Eagerness to get vaccinated “as soon as possible” actually rose from 31 percent before the pause to 36 percent after it was lifted, when federal health officials determined that Johnson & Johnson’s vaccine benefits outweighed the risks, researchers found.

The national survey of nearly 19,000 U.S. residents included people of different ages, races, education levels, and political leanings. Researchers initially speculated that respondents might have had second thoughts about being vaccinated after hearing news coverage of the pause.

“But that wasn’t the case,” says David Lazer, university distinguished professor of political science and computer and information sciences at Northeastern and one of the researchers who conducted the study. “This really is the case not only of the dog that didn’t bark, but the dog that didn’t bite.”
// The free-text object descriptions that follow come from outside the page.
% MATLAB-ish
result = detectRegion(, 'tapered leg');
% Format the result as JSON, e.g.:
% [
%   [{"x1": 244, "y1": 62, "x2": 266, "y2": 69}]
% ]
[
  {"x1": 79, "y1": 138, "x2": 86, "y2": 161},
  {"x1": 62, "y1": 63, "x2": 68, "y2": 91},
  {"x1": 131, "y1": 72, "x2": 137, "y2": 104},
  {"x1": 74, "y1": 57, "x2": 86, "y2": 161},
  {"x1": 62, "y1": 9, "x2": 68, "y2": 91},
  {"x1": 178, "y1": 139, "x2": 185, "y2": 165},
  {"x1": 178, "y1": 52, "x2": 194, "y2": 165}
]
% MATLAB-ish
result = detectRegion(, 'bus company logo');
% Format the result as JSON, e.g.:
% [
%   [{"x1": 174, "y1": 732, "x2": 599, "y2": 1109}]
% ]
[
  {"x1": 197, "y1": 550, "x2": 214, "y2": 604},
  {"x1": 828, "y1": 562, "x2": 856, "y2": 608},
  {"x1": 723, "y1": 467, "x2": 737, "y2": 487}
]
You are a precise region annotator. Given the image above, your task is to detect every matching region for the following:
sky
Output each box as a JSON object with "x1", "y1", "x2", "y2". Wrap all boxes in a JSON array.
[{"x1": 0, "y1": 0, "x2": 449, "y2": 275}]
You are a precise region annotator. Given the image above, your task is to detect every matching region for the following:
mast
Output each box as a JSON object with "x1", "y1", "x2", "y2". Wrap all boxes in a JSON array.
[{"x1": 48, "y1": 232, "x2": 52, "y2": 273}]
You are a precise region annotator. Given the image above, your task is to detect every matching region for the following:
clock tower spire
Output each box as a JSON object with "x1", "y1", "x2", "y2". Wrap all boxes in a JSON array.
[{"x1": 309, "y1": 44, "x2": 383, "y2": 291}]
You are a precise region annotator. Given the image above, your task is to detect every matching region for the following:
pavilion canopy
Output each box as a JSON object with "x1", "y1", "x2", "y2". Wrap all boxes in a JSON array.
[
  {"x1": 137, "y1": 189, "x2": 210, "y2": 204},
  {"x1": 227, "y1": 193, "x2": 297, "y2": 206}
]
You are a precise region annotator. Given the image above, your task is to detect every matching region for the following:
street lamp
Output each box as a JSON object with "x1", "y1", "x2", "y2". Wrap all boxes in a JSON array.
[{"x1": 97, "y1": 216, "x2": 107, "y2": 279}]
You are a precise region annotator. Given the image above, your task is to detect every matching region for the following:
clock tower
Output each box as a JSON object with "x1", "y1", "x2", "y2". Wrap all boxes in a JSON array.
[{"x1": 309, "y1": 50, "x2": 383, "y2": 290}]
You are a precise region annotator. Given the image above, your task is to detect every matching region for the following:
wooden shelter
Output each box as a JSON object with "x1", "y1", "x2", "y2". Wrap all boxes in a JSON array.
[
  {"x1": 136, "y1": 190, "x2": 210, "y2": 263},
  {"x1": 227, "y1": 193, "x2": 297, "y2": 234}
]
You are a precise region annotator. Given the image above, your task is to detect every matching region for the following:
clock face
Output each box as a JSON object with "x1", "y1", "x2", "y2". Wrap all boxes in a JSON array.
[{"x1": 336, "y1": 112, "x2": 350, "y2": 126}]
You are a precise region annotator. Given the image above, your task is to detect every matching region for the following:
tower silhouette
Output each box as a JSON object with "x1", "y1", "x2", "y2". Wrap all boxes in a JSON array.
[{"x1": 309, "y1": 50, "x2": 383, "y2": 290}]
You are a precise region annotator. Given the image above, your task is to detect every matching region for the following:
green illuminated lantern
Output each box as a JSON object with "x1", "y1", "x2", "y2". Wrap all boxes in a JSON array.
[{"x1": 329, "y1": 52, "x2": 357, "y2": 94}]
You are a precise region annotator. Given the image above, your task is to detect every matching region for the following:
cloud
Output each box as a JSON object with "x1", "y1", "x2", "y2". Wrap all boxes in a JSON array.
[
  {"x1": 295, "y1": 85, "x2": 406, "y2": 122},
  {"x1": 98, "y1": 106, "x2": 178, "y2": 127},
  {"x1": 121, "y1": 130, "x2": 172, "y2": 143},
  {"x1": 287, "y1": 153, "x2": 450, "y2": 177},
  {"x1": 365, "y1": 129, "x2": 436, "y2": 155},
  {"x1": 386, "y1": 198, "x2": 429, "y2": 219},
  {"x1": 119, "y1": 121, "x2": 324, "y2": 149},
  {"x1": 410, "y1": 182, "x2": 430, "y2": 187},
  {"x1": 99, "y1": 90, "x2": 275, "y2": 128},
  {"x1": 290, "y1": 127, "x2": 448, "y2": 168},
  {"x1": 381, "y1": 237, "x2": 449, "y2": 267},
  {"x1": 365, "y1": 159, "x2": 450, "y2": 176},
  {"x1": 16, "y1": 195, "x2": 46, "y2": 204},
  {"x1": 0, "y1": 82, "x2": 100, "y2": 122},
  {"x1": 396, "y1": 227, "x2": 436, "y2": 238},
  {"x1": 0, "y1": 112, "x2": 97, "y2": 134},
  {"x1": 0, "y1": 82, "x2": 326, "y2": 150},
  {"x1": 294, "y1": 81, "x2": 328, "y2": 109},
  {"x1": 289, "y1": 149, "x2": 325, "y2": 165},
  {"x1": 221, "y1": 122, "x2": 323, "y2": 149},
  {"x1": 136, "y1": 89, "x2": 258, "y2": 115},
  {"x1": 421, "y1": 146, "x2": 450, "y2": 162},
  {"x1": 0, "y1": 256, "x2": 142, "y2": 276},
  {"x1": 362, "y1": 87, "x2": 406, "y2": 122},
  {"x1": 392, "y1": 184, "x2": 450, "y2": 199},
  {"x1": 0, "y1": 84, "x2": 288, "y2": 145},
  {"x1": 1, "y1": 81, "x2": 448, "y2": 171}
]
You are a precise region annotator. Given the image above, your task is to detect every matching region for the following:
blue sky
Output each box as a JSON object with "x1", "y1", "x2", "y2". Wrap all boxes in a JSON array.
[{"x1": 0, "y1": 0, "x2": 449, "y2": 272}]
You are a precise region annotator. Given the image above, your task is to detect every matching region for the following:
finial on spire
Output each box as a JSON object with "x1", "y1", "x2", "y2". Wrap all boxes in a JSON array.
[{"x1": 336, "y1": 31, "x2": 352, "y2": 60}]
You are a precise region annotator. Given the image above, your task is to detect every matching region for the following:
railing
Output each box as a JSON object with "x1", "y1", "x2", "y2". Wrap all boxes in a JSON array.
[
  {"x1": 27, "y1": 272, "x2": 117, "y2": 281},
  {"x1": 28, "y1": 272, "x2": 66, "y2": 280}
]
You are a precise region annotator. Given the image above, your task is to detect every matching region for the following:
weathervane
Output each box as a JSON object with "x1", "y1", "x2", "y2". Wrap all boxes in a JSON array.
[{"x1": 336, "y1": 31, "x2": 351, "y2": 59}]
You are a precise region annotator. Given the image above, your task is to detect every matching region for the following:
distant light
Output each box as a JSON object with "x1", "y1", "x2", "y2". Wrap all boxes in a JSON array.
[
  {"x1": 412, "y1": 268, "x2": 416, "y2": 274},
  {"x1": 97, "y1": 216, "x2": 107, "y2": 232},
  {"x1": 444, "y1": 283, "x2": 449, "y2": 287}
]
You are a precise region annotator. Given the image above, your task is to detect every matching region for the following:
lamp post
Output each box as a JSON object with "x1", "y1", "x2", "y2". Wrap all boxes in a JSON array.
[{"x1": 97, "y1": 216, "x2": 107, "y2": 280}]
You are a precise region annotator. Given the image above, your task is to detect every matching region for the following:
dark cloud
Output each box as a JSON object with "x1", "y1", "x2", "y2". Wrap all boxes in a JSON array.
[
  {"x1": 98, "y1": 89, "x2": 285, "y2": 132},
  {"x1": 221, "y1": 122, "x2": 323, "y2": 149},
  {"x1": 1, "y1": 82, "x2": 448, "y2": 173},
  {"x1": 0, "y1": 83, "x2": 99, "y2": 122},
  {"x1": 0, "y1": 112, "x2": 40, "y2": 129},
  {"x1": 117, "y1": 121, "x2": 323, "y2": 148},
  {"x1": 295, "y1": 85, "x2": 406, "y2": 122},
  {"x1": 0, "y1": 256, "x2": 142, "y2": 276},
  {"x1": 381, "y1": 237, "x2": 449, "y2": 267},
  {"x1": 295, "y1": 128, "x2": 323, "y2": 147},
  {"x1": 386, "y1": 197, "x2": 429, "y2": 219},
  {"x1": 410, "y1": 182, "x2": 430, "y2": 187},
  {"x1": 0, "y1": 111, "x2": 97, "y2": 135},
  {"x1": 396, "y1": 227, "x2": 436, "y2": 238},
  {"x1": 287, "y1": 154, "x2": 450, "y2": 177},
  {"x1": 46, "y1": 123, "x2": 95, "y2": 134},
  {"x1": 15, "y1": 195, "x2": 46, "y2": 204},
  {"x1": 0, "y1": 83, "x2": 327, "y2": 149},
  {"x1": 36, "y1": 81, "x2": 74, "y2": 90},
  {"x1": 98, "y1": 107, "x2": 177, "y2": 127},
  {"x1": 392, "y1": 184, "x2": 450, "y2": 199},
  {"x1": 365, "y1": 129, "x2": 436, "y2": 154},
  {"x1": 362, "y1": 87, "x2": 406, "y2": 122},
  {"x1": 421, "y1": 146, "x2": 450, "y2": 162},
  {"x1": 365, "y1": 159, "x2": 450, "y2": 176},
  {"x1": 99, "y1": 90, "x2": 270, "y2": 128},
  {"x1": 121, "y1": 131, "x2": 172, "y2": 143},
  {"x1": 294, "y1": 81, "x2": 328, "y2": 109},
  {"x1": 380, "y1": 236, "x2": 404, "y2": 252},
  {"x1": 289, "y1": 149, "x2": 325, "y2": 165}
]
And, it is difficult to gauge even among those who say they will get the shots if they will actually follow through. With some people reporting side effects after the second dose, others may be reluctant to get vaccinated for fear of missing work because of sickness.

“There’s still a lot of people who aren’t necessarily vaccine-resistant but who are stuck in this position where it’s logistically hard to get to a vaccination site, or there may be adverse effects on their life because they can’t take time off to get vaccinated,” Lazer says. “They could lose their jobs.”